- Catalog No. —
- Mss 1506
- Date —
- March 21, 1862
- Era —
- 1846-1880 (Treaties, Civil War, and Immigration)
- Themes —
- Trade, Business, Industry, and the Economy, Transportation and Communication
- Credits —
- Oregon Historical Society
- Regions —
- Portland Metropolitan Willamette Basin
- Author —
- Unknown
Freight List for the Steamer Express
The steamer Express operated on the Willamette River from the mid-1850s to the early 1860s at a time when several companies competed for river business. Steamboat travel on the Willamette began in the 1850s with routes both above and below Willamette Falls at Oregon City. Until the Willamette Falls locks were opened in 1873, passengers and cargo were portaged around the forty-foot-high falls on wagon roads and wooden rails and by railroad. The locks enabled steamboats to travel between Portland and Eugene. Wheat, bran, and other farm products were transported from Willamette Valley towns to Portland for shipping to California, the Columbia Plateau, the East Coast, and even Europe. Sawmills and gristmills at Oregon City also sent processed products on steamboats to Portland for export to distant markets. In 1862, sixty-five stockholders organized the People’s Transportation Company, which held a monopoly on the river’s traffic until railroad lines were developed in the 1870s.

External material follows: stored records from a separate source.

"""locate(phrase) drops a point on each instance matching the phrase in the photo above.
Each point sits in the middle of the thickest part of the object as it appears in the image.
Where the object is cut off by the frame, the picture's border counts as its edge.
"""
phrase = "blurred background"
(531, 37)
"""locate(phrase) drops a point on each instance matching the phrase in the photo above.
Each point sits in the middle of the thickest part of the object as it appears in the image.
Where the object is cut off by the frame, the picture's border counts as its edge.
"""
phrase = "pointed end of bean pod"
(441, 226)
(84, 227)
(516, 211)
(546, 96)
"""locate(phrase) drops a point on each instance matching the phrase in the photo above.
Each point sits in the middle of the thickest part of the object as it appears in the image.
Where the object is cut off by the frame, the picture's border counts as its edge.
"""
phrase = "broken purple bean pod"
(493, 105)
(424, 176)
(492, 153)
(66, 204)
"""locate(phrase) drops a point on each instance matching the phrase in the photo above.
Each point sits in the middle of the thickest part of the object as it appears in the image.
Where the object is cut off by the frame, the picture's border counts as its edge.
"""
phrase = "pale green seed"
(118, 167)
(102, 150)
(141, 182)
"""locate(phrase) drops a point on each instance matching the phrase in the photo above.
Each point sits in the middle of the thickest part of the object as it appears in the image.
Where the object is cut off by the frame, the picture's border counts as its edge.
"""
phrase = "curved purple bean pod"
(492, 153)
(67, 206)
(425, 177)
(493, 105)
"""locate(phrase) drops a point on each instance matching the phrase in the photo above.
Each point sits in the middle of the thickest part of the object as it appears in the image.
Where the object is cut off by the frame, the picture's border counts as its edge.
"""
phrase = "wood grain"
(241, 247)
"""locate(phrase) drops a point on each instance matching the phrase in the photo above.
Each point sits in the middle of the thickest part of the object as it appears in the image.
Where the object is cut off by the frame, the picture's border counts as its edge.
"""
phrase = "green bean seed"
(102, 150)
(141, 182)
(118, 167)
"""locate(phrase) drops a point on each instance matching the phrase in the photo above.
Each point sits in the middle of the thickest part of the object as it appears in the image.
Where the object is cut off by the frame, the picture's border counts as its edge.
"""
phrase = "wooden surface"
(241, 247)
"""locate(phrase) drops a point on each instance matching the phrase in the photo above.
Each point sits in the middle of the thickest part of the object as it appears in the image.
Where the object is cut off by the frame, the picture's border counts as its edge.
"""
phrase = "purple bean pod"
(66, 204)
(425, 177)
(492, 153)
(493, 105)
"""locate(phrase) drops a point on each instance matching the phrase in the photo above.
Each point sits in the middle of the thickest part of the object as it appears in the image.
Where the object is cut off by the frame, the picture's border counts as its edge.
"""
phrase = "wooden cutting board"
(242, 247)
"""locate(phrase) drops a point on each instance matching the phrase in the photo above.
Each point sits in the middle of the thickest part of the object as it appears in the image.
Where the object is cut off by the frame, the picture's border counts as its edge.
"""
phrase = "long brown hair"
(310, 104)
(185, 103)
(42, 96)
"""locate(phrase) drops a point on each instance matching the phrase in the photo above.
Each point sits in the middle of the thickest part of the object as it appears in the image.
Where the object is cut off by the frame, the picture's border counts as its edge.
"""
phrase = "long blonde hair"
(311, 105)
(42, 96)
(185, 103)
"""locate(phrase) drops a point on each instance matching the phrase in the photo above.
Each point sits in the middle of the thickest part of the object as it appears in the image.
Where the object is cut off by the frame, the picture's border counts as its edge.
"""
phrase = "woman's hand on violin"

The Express was the second sternwheeler steamboat built in the Pacific Northwest. It was launched in Oregon City in 1854. Captain Alexander S. Murray and associates operated the steamboat for several years before selling it to the Oregon Steam and Navigation Company.
Further Reading:
Schwantes, Carlos A. Long Day’s Journey: The Steamboat & Stagecoach Era in the Northwest. Seattle, Wash., 1999.
MacDuffee, K. M. “Navigating the Upper Willamette River 1846-1936.” Portland, Oreg., 1940.
Reddick, Suann Murray. “From Dream to Demolition: The Yamhill Lock and Dam.” Oregon Historical Quarterly 91, 1990: 43-80.